Economist, self-styled big-thinker and lovable rabble-rouser Gareth Morgan is on a one-man mission to remove, improve and replace the New Zealand flag, offering $20k to the clever designer that can most closely match his specs.
His charity organisation, the family-run Morgan Foundation, today issued a charmingly-unassuming statement saying that the investment manager turned motorcycle adventurer is hell bent on changing the Kiwi banner, but “needs help” to get his project off the ground.
“I flunked art class every year,” Morgan says. “This stuff is hard.
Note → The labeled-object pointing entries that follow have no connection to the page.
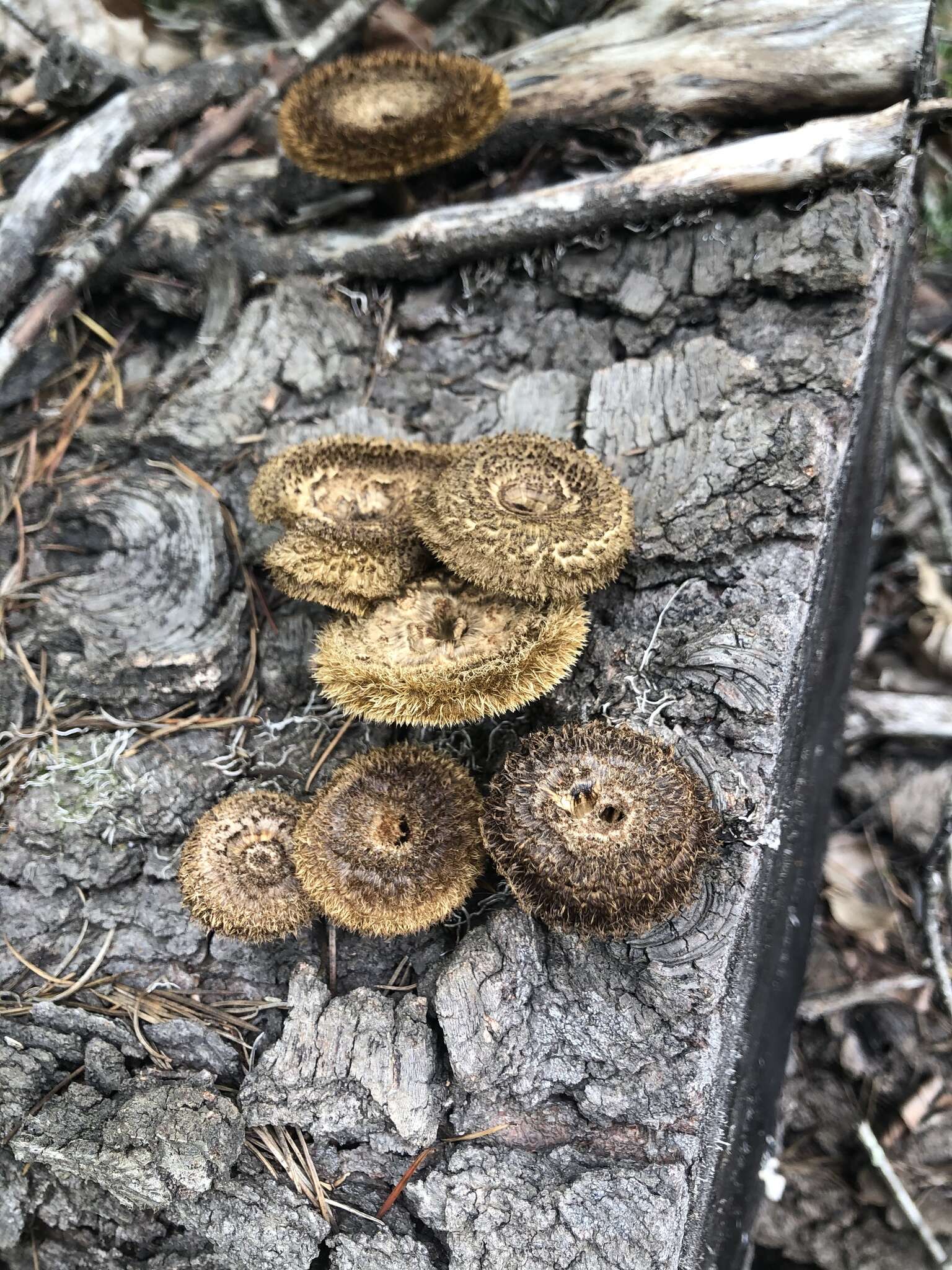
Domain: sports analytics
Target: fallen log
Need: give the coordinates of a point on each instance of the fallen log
(501, 1095)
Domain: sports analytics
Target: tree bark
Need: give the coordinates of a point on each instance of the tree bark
(734, 371)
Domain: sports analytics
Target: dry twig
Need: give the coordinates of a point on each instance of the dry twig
(902, 1196)
(935, 888)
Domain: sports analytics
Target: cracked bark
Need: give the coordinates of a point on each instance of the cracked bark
(733, 373)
“I have a deadly serious view of what the flag should represent but I couldn’t possibly draw a flag that meets that purpose.”
To back up a bit, Gareth Morgan hates the New Zealand flag.
In a blog post yesterday on his cringingly-titled soapbox site, Garethsworld.com, Morgan pulls zero punches, calling objections to changing our national emblem “ridiculous”, objectors “ignorant” and generally shooting down some of the weaker arguments to changing it. (Though one can’t help wonder whether he’s missing the most popular reason for resisting the change, namely that a certain Monsieur Key is for it).
Morgan’s $20,000 brief is simple, and asks participants to create a design that reflects three things:
1. Maori who invited their Treaty partners to share the land;
2. The heritage of British settlers; and
3. Our multicultural society – now and into the future.
“In terms of priority, acknowledging the spirit of the Treaty – that the partners agreed to share this land and ensure each other’s cultures thrive – is the critical element”, he says.
Seems fair.
And designs are already rolling in, some of them pretty darn good.
But money’s tight. Is 26-million-taxpayer-dollars for a flag redesign too much? Of course it is.
But if Morgan’s happy to pony up the dough for my hastily drawn napkin-design, I’m just as happy to take it. $20k is still $20k.
Entries close midnight Monday July 13. Submit your design at designmyflag.nz.